Now that Marcus Stroman is done pitching on his current contract as a member of the New York Mets, we can look back at how the trade that brought him to the Big Apple came to be.
The Mets, who have suffered injuries to Noah Syndergaard and Michael Wacha, are now desperately thin in their starting rotation.
While this decision will have a major impact on the franchise in 2020 and potentially beyond, now seems like the perfect time to jump in the not-so-way-back machine and revisit the deal that landed Stroman in NYC on July 28th, 2019.
News that the Mets and Toronto Blue Jays had agreed to a blockbuster transaction broke before the league’s annual trade deadline. The move sent the 2019 All-Star and 2017 Gold Glove pitcher to New York in exchange for two of the Mets’ top pitching prospects. At the time, the surprise deal was called a “stroke of genius” by USA Today’s Bob Nightengale.
It also allowed the Mets to assemble one the best three-headed pitching units in recent memory.
Stroman pitched well during his single season in Flushing. Over the latter part of the 2019 season he recorded a 4-2 record, a 3.77 ERA, and 60 strikeouts in 11 starts. He also was a key part in a second-half surge that saw the Mets finish as the best NL team to miss the postseason.
While Stroman gave fans many reasons to be excited about the future, the move feels lack-luster in hindsight. To be fair, no one could have predicted a worldwide pandemic and historic shortened season. We all expected Stroman to play a full 2020 season alongside fellow aces Jacob deGrom and Syndergaard before he entered free agency at the end of the year.
However, a pandemic did happen. And Stroman’s opt-out means there is a real likelihood that he trade netted the Mets 11 games and a missed postseason. It is hardly materialized into the blockbuster we all expected. This hurts especially when you consider…
Kay has looked impressive in three major league appearances this season, posting a 1.13 ERA over eight innings pitched out of the bullpen. Unsurprisingly, his combination of production and potential have led to serious speculation that he may soon be deserving of a starting role.
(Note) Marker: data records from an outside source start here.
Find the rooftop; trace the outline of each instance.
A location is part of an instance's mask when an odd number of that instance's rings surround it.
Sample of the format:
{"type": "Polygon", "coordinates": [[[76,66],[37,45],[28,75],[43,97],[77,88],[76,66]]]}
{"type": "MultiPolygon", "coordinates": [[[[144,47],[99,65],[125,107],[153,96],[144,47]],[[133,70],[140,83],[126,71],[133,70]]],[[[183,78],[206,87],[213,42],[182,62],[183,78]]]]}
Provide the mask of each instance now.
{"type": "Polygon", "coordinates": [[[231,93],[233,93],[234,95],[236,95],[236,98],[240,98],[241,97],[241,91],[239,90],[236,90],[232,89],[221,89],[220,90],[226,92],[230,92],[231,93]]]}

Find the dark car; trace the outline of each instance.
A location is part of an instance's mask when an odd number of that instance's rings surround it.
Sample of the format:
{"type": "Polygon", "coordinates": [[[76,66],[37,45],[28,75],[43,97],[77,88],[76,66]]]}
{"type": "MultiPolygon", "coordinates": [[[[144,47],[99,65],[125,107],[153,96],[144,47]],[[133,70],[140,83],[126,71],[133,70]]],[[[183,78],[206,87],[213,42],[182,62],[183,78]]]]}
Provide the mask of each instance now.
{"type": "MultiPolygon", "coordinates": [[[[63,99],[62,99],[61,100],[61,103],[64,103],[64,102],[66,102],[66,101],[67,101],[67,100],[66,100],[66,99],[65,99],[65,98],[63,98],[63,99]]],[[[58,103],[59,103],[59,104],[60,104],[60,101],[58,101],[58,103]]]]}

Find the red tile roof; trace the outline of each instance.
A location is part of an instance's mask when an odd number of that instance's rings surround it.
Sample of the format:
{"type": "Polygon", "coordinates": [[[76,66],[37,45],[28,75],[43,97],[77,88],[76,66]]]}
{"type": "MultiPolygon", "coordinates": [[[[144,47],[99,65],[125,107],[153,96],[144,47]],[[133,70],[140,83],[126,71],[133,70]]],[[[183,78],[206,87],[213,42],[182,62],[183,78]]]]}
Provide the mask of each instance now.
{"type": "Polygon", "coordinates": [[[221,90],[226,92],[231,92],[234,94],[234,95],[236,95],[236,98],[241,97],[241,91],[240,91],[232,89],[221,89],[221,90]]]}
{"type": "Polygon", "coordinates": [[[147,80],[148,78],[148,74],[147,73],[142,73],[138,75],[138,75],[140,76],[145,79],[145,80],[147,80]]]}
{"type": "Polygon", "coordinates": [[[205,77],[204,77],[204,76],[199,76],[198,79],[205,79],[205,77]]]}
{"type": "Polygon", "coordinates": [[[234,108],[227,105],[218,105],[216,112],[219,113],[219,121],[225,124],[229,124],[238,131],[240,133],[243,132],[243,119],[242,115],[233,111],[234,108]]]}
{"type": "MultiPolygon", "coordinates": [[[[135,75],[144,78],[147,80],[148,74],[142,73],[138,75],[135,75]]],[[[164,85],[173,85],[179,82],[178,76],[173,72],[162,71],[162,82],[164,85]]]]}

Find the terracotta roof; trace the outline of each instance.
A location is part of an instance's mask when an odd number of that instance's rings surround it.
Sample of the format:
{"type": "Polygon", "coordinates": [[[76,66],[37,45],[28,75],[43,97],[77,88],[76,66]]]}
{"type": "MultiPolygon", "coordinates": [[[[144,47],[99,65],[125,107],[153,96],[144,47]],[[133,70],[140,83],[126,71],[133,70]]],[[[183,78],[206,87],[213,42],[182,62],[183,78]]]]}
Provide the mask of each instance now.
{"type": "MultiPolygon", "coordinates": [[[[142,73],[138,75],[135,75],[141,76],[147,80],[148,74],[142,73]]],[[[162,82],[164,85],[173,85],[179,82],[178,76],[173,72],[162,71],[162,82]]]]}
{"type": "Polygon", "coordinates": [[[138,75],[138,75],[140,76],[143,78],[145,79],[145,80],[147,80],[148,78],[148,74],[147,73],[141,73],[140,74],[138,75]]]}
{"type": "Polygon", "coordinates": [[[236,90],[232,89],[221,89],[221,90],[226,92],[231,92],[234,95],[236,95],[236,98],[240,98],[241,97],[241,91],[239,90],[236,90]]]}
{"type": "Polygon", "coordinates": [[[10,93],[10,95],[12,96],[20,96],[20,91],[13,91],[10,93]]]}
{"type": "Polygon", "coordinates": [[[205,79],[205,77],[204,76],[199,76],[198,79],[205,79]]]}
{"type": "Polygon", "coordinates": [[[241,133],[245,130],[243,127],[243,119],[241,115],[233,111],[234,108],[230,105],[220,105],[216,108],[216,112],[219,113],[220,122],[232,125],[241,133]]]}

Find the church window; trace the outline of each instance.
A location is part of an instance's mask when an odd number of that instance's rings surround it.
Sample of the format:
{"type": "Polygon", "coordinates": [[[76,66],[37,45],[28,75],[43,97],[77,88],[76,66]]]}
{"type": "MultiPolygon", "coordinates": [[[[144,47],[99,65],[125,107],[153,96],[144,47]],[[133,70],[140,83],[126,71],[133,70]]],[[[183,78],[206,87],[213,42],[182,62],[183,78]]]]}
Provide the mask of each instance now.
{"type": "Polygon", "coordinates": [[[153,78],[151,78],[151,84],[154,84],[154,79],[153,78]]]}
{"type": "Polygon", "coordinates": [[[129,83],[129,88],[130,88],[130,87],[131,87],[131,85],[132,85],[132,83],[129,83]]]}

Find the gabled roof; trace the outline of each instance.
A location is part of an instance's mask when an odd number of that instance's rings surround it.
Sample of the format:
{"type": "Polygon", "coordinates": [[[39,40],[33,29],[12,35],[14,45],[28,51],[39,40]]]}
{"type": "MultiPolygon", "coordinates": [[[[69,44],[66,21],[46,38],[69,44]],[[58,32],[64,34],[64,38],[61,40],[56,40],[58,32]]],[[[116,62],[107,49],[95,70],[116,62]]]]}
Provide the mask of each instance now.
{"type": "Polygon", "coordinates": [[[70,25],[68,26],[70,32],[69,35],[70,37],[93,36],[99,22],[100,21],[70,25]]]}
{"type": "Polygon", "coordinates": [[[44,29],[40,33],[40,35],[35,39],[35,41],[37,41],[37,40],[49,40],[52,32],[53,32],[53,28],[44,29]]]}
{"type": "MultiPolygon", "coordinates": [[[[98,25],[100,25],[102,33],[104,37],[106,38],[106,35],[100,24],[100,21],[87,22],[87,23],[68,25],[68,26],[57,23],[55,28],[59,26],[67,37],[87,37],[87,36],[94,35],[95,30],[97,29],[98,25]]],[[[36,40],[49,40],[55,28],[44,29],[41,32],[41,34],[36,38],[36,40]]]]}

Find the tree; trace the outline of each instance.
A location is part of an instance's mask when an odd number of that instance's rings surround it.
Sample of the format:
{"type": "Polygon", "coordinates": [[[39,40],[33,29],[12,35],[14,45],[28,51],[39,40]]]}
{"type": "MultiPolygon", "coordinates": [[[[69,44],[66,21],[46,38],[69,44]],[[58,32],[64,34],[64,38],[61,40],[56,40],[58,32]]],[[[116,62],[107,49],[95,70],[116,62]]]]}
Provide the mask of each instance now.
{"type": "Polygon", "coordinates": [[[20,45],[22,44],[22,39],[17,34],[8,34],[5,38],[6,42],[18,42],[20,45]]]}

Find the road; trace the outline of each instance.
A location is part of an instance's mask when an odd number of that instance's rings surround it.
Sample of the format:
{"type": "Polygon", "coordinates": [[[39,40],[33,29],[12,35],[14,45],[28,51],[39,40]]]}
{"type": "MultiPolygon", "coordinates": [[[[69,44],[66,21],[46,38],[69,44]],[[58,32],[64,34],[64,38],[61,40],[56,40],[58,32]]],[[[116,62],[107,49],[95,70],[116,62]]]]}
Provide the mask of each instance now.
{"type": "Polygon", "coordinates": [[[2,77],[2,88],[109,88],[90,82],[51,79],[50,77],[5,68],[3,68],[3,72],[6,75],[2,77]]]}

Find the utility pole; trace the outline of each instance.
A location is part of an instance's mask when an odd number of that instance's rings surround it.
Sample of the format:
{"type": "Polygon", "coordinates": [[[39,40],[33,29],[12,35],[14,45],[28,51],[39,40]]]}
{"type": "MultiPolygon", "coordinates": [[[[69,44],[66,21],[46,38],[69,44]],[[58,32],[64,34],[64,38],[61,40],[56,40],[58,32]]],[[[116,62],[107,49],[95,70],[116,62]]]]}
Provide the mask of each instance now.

Woods-Richardson on the other hand has also impressed during his time in Canada. The 19-year-old prospect has performed well in the minor leagues and “turned heads” during his time in the Jays’ summer camp.
While the Mets still have youngster David Peterson and prospect Matthew Allan in their system, their future does not look as bright as it did before the trade. This reality makes Stroman opting out and potentially resigning elsewhere hurt all the more.
To be clear, I do not begrudge anyone who elects to avoid playing during this unique season and circumstances. There is an active pandemic in our midst and each player has the right to make the best decision for themselves and their families.
I don’t even lament Stroman for waiting until he accrued the necessary service time to become a free agent after the season. Baseball is a business. It’s a smart move.
That being said, it seems as though a trade once considered to be a win by the Mets was clearly a victory for the Blue Jays. The team was able to acquire a major boost to their future staff in exchange for just 11 starts from their former star.
However, there is one scenario where the Mets can still save face. Stroman has been publicly complimentary of his time in the Mets organization. If GM Brodie Van Wagenen and the rest of the front office can use their relationship with Stroman as a way of re-signing him to a longer-term deal in the offseason, it would elevate much of the sting.